The morning of the best day that was Thursday, i remembered that i needed to get in touch with my parents and Back Up to sort out a few plans for that weekend's volunteer training...my emails came through as well, so i ran through them as quick as I could, sat on a car park in the middle of scotland in between an audi and a Land Rover...(that was the best place for signal!)...and an email from Vancouer Adaptive snow Sports came through asking me if i still wanted to go over and volunteer this season...i replied that i did...and well, that's the next adventure that truly is forming...

Trike time? Bikes, bums and waiting for bureaucrats...
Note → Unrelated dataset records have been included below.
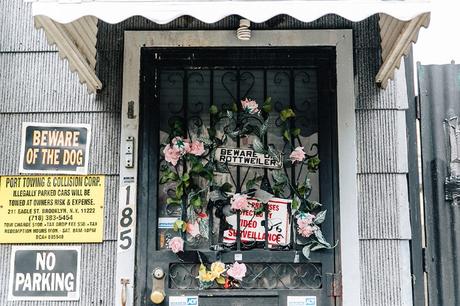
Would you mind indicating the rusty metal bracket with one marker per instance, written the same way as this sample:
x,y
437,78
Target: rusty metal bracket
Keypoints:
x,y
124,283
452,182
334,284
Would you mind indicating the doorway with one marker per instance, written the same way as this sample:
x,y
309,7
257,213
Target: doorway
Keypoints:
x,y
182,85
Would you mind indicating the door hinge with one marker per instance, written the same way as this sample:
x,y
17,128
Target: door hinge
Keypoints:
x,y
334,284
424,260
417,108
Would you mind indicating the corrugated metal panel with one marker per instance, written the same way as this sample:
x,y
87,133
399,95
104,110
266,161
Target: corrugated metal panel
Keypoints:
x,y
163,12
385,270
97,262
41,82
381,141
439,88
105,142
111,38
383,206
17,28
397,38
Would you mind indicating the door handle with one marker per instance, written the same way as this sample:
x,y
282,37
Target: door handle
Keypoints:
x,y
124,283
158,286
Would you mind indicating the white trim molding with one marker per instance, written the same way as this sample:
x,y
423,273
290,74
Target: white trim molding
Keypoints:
x,y
347,152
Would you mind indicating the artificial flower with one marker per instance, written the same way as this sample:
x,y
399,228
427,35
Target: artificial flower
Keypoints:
x,y
250,106
181,144
193,229
217,268
237,271
172,155
239,202
176,244
304,225
297,155
197,148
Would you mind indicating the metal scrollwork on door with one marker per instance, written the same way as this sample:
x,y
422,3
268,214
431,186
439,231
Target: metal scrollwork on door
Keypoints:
x,y
259,276
452,183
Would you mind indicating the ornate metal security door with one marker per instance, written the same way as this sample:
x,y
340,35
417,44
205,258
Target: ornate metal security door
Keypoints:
x,y
185,94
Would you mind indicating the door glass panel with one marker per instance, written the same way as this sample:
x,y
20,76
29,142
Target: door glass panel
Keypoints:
x,y
186,85
185,98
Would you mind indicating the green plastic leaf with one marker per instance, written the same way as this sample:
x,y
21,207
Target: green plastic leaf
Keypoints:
x,y
179,191
212,132
226,187
220,280
318,247
172,201
197,167
263,128
313,163
185,177
320,237
258,146
279,177
267,106
179,224
168,176
306,251
320,217
286,135
213,110
196,201
259,210
295,203
252,182
286,113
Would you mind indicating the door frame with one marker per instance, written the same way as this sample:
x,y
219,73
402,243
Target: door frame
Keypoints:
x,y
348,262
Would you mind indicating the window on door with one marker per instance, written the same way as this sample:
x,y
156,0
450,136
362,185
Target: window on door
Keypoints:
x,y
220,126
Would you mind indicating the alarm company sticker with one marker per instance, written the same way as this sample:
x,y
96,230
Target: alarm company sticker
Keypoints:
x,y
301,301
183,301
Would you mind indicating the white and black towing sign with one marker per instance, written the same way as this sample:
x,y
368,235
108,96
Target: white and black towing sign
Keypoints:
x,y
40,273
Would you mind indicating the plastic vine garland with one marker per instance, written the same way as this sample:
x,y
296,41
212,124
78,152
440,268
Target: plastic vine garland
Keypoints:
x,y
191,166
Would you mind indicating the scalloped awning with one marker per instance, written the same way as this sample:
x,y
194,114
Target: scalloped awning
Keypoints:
x,y
72,24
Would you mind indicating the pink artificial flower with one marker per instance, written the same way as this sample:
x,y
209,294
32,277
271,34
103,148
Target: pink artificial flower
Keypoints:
x,y
181,144
193,229
237,271
176,244
197,148
172,155
297,155
305,227
250,106
239,202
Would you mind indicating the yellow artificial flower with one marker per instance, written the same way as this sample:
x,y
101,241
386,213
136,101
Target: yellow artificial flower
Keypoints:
x,y
205,276
217,268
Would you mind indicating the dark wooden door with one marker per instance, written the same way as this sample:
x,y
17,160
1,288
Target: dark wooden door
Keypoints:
x,y
181,85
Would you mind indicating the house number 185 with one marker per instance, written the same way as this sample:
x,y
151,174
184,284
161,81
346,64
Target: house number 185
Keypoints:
x,y
126,220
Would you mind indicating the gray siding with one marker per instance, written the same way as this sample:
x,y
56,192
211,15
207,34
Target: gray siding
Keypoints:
x,y
49,92
36,85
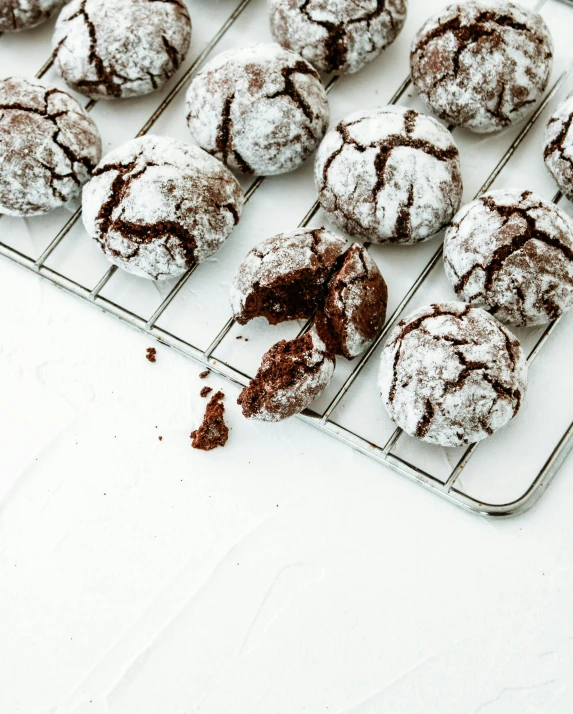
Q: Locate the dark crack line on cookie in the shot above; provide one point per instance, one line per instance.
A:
(501, 254)
(290, 89)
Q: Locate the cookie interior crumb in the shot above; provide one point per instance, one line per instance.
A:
(213, 432)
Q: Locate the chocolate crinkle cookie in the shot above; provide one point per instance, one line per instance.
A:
(156, 206)
(337, 35)
(511, 252)
(48, 147)
(450, 374)
(284, 277)
(354, 306)
(120, 48)
(291, 376)
(482, 64)
(559, 147)
(259, 109)
(16, 15)
(389, 175)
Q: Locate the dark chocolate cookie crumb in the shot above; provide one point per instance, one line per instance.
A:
(450, 374)
(354, 307)
(108, 49)
(511, 252)
(337, 35)
(213, 432)
(482, 64)
(291, 376)
(284, 277)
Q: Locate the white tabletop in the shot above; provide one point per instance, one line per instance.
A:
(283, 574)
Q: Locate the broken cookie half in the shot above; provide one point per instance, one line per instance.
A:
(354, 306)
(295, 275)
(291, 376)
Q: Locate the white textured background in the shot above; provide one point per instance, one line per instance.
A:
(283, 574)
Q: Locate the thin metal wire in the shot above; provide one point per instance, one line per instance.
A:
(383, 455)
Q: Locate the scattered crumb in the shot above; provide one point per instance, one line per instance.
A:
(213, 432)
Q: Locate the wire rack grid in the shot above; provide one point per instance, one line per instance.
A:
(498, 160)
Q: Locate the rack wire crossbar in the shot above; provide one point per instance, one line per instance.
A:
(448, 489)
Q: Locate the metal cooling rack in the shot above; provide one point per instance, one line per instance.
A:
(449, 488)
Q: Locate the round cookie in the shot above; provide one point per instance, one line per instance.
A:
(336, 35)
(283, 278)
(120, 48)
(48, 147)
(291, 376)
(559, 147)
(511, 252)
(354, 307)
(259, 109)
(16, 15)
(482, 64)
(157, 206)
(389, 175)
(450, 374)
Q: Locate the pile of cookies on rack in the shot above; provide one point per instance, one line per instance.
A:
(451, 373)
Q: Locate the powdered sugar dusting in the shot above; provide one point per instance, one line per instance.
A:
(559, 146)
(120, 48)
(482, 64)
(259, 109)
(291, 376)
(18, 15)
(389, 175)
(337, 35)
(450, 374)
(157, 205)
(282, 255)
(48, 147)
(512, 253)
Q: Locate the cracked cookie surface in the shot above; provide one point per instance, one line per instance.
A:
(120, 48)
(156, 206)
(450, 374)
(482, 64)
(389, 175)
(337, 35)
(16, 15)
(48, 147)
(558, 150)
(354, 306)
(291, 376)
(284, 277)
(259, 109)
(511, 252)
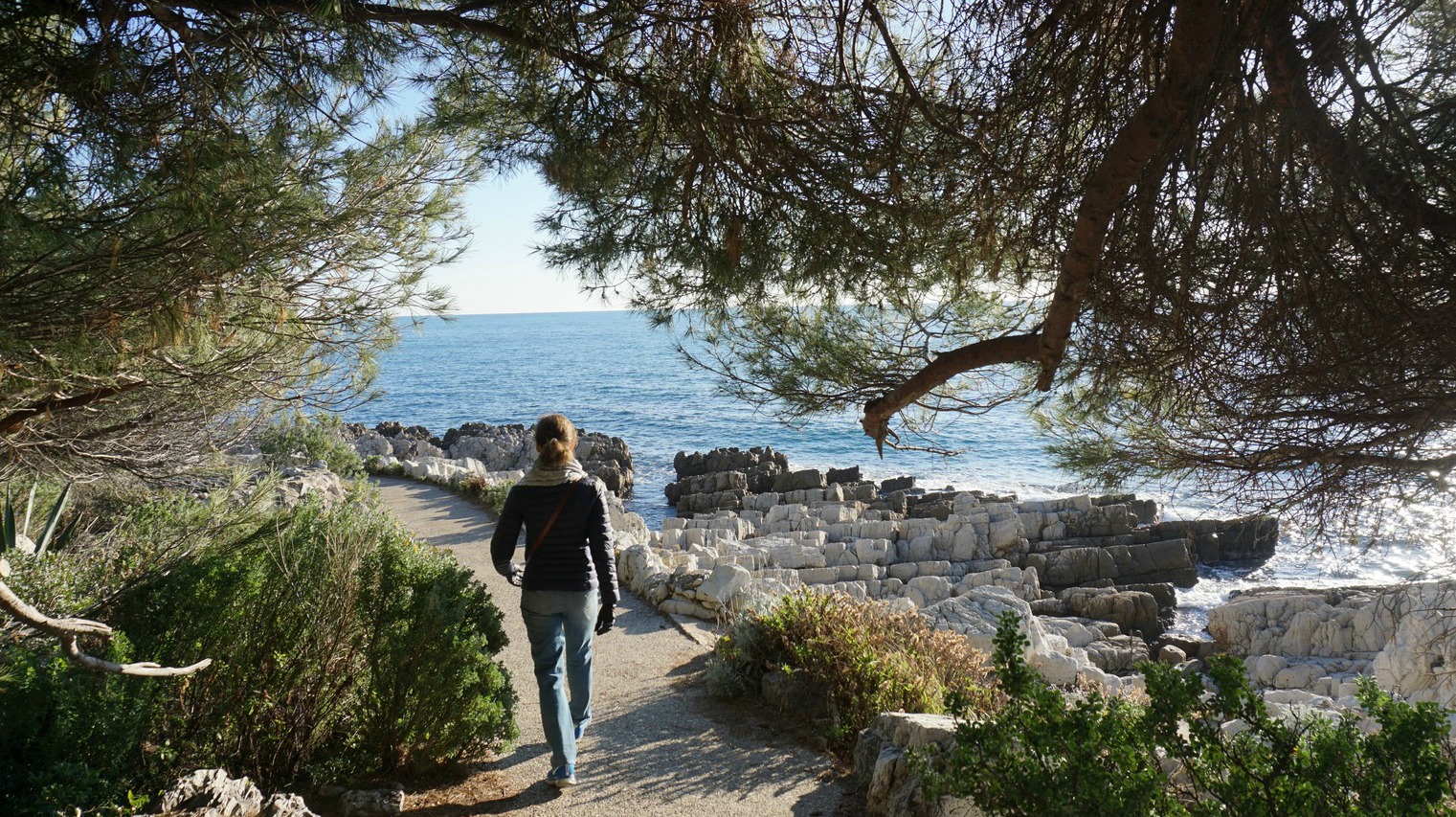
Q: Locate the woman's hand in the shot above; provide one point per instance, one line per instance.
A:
(604, 619)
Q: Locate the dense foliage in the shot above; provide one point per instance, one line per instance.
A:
(1047, 753)
(295, 440)
(343, 648)
(1204, 230)
(857, 657)
(201, 218)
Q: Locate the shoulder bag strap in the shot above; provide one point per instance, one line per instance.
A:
(550, 522)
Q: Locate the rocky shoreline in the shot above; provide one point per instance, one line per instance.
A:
(1092, 577)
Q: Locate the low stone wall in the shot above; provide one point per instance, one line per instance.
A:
(480, 447)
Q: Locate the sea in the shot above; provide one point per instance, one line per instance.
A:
(615, 374)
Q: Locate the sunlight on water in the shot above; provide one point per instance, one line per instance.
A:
(612, 374)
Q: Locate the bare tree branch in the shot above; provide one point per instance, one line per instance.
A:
(70, 629)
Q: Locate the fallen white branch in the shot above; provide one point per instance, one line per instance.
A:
(69, 631)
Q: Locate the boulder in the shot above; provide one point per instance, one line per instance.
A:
(371, 803)
(212, 792)
(896, 484)
(1131, 610)
(883, 758)
(799, 481)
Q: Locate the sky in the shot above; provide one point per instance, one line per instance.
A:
(501, 273)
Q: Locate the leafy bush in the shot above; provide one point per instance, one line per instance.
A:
(865, 660)
(295, 439)
(1042, 753)
(343, 649)
(489, 495)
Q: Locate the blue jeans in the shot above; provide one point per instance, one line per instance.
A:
(559, 624)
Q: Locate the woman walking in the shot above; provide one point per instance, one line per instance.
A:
(568, 584)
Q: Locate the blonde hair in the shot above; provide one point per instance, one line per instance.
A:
(555, 439)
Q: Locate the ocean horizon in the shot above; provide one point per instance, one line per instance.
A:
(612, 372)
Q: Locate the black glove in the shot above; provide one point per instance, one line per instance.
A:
(604, 619)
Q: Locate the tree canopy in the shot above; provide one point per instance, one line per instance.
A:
(1215, 238)
(201, 218)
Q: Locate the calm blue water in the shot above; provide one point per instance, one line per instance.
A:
(611, 372)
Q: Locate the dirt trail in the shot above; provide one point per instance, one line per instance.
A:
(659, 743)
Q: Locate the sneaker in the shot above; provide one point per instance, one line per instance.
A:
(562, 777)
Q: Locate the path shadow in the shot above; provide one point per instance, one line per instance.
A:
(436, 506)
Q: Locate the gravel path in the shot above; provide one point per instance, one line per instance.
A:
(659, 741)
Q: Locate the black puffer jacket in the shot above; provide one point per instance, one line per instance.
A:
(577, 553)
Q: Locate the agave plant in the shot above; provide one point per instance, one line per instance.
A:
(51, 534)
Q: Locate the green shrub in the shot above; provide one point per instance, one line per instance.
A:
(1048, 753)
(489, 495)
(865, 660)
(293, 439)
(341, 649)
(1044, 755)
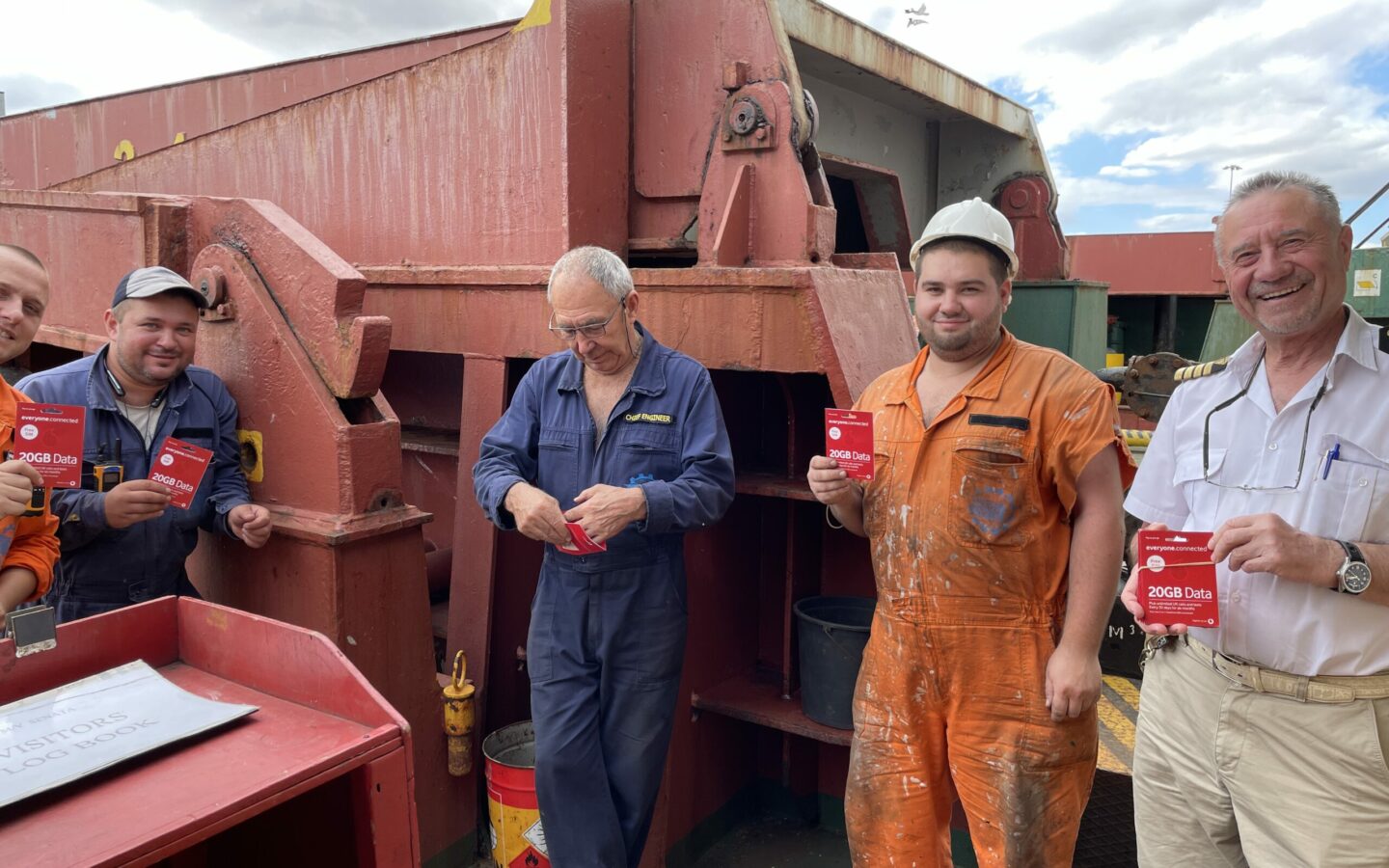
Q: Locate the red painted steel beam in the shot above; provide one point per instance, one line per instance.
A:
(849, 322)
(1151, 264)
(508, 151)
(47, 146)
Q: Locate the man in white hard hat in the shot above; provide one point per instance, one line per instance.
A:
(996, 535)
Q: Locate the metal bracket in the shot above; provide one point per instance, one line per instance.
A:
(747, 125)
(34, 630)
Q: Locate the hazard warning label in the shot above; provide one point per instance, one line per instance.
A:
(1367, 283)
(530, 858)
(536, 836)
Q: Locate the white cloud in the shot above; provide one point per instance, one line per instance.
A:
(1187, 85)
(1124, 171)
(1195, 85)
(1177, 223)
(109, 47)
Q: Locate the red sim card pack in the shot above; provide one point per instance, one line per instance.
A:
(1177, 578)
(49, 436)
(849, 441)
(583, 545)
(180, 466)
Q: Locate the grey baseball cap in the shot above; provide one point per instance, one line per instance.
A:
(154, 281)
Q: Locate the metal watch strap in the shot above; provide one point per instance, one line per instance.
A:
(1353, 556)
(1353, 552)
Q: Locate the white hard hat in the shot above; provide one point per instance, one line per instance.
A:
(974, 218)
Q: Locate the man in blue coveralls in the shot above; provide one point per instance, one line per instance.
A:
(625, 438)
(123, 539)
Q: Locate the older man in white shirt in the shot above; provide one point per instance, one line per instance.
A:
(1263, 742)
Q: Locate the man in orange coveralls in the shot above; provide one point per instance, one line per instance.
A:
(996, 530)
(28, 546)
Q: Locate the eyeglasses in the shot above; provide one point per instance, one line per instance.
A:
(592, 331)
(1302, 454)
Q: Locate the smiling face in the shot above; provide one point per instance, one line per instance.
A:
(151, 339)
(960, 303)
(24, 295)
(1285, 262)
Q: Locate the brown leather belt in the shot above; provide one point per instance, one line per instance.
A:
(1302, 688)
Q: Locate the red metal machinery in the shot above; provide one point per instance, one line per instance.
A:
(767, 232)
(322, 769)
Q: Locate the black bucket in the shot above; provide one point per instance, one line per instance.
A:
(833, 632)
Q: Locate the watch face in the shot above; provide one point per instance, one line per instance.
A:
(1356, 578)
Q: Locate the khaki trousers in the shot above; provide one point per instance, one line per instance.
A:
(1224, 775)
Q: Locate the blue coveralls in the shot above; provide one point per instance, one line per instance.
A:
(608, 631)
(104, 568)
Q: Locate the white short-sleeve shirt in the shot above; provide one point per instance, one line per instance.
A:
(1265, 619)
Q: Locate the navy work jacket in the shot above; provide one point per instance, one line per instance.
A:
(144, 561)
(666, 434)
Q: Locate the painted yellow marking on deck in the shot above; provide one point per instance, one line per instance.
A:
(1110, 763)
(1118, 717)
(1126, 688)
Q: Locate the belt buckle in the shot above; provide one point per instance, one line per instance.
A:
(1152, 644)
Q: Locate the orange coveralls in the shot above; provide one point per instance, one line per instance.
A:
(969, 536)
(25, 542)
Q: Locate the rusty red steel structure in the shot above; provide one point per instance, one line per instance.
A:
(1151, 264)
(761, 164)
(49, 146)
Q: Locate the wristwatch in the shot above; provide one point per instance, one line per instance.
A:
(1353, 577)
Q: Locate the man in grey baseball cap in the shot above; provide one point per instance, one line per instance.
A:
(123, 540)
(154, 281)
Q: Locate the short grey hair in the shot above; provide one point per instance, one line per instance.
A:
(1272, 182)
(600, 265)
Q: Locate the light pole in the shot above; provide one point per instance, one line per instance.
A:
(1233, 168)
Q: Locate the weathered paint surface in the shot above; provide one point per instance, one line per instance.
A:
(436, 198)
(347, 553)
(47, 146)
(838, 35)
(1149, 264)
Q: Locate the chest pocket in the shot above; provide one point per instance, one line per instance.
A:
(1351, 502)
(647, 451)
(558, 464)
(1203, 499)
(992, 492)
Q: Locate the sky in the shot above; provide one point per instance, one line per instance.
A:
(1140, 106)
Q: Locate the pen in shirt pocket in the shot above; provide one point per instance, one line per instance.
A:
(1332, 454)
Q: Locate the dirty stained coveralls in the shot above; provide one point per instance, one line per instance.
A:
(969, 538)
(27, 542)
(608, 631)
(106, 568)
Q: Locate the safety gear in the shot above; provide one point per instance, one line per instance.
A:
(974, 218)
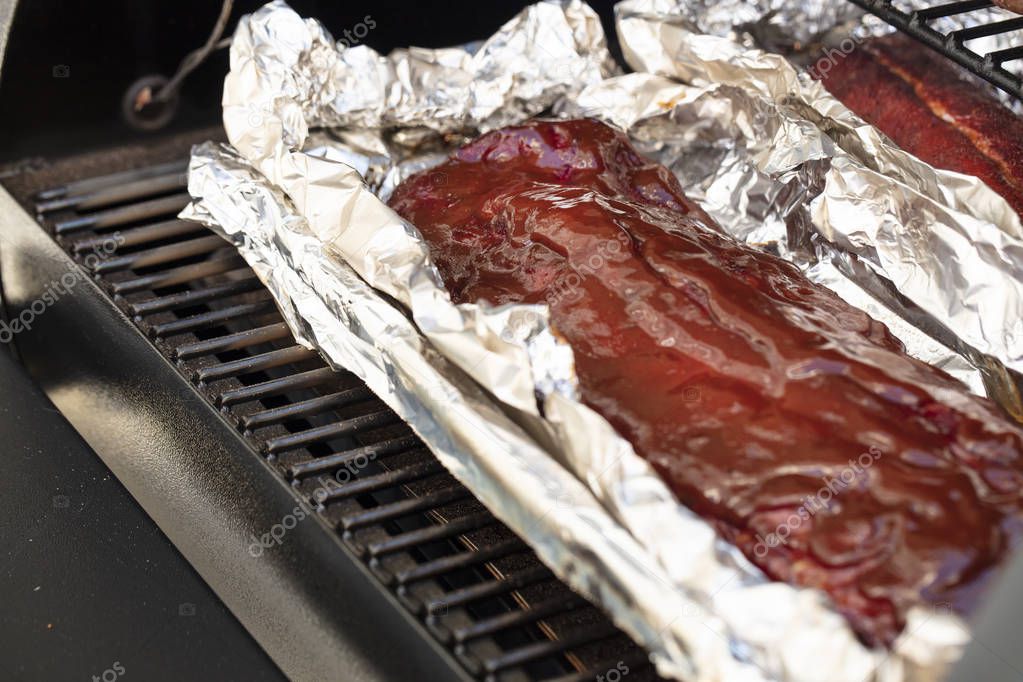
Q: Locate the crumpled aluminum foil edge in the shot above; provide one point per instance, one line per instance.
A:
(927, 229)
(331, 195)
(329, 308)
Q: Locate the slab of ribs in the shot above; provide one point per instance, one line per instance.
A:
(931, 108)
(792, 421)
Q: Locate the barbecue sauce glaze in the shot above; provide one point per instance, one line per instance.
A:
(791, 420)
(928, 106)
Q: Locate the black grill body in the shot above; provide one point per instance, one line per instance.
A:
(916, 18)
(328, 529)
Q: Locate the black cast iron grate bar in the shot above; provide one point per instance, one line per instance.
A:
(141, 235)
(535, 612)
(407, 507)
(124, 215)
(308, 407)
(338, 460)
(195, 297)
(181, 275)
(481, 591)
(447, 558)
(430, 534)
(92, 184)
(160, 255)
(234, 342)
(255, 363)
(117, 193)
(205, 320)
(541, 649)
(276, 387)
(456, 561)
(330, 432)
(917, 24)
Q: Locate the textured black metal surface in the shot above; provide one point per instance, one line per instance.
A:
(90, 586)
(917, 23)
(478, 590)
(316, 612)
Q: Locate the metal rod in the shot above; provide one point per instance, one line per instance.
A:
(305, 408)
(196, 297)
(140, 235)
(162, 255)
(543, 649)
(125, 215)
(255, 363)
(213, 318)
(425, 536)
(407, 507)
(377, 482)
(950, 9)
(278, 385)
(983, 31)
(460, 560)
(186, 273)
(492, 588)
(336, 460)
(91, 184)
(515, 619)
(233, 342)
(116, 193)
(325, 433)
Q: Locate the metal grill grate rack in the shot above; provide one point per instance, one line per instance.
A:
(478, 588)
(918, 23)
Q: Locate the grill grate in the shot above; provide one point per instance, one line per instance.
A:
(917, 23)
(480, 590)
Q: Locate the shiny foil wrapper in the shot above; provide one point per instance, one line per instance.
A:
(323, 133)
(940, 249)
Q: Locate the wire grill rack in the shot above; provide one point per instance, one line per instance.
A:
(952, 44)
(479, 589)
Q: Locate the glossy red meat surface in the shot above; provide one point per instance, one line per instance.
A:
(791, 420)
(925, 103)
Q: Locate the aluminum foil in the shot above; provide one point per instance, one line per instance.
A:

I received my trike the other day...been out on it once, but had to spend one day staying off my bum as i've burnt it (again!) on my FES bike...don't want to end up on bed rest. Most especially with the life I now lead.
Can you see the head? The birth of my trike!

I can feel my body is getting tougher and stronger now I no longer spend all day, every day slaving away writing pointless essays. (Ok, ok, I will always be proud of my Black Nationalism coursework and James Callaghan essay!) I no longer feel lethargic, de-motivated and I'm really enjoying and embracing autumn. I don't think I've been able to enjoy the golden leaves falling in my fringe since before I started school.

My skiing is improving too! Had my 7th ski lesson yesterday. Garlands most definitely are God, but I keep leaning and stacking it when i turn..but hey, i'm getting them turns on a steep gradient in a sport I never tried or knew much about until very recently. When I get over to Canada I'll really be able to work on it for hopefully more than an hour once a week.

I'm just waiting for the opening of the application process for the international experience Canada visa to open so I can apply, set things in motion and head over to volunteer with VASS. My aim is to go over early January and stay for the rest of the ski season..but visas take 6-8 weeks to come through and it's 8 weeks this week till the beginning of January so may be a little later.
I'm still looking for a place to stay but laurie is being really helpful in putting my details out there to see if anyone has the facilities and room for me to stay with them.
The only extra difficulties with travelling alone and being in a chair is just little practicalities that would cause a bit of nuisance even if I stayed in Chorley for the rest of my life (And let's face it, that is something I could never do!) If you break goals down into chunks, you can do it. Coloplast deliver and have their own branches in Canada so i can pee happily! I'll speak to my GP about medication...might have to sort some sort of physio out, I can still receive DLA for  a short period of time which will be very helpful while I'm still getting on my feet. I just need to think about kit and what will be out there for me, what I should take and what I should buy...I'm thinking of buying a Prasch while I'm out there.

Damnnn it's raning now...still going out with people like my Mum in my trike for...safety reasons! Might drag people to Delamere this sunday to get some proper practice in!

I'm having a swimming assessment tomorrow...so hopefully will be come  confident swimmer pretty soon too!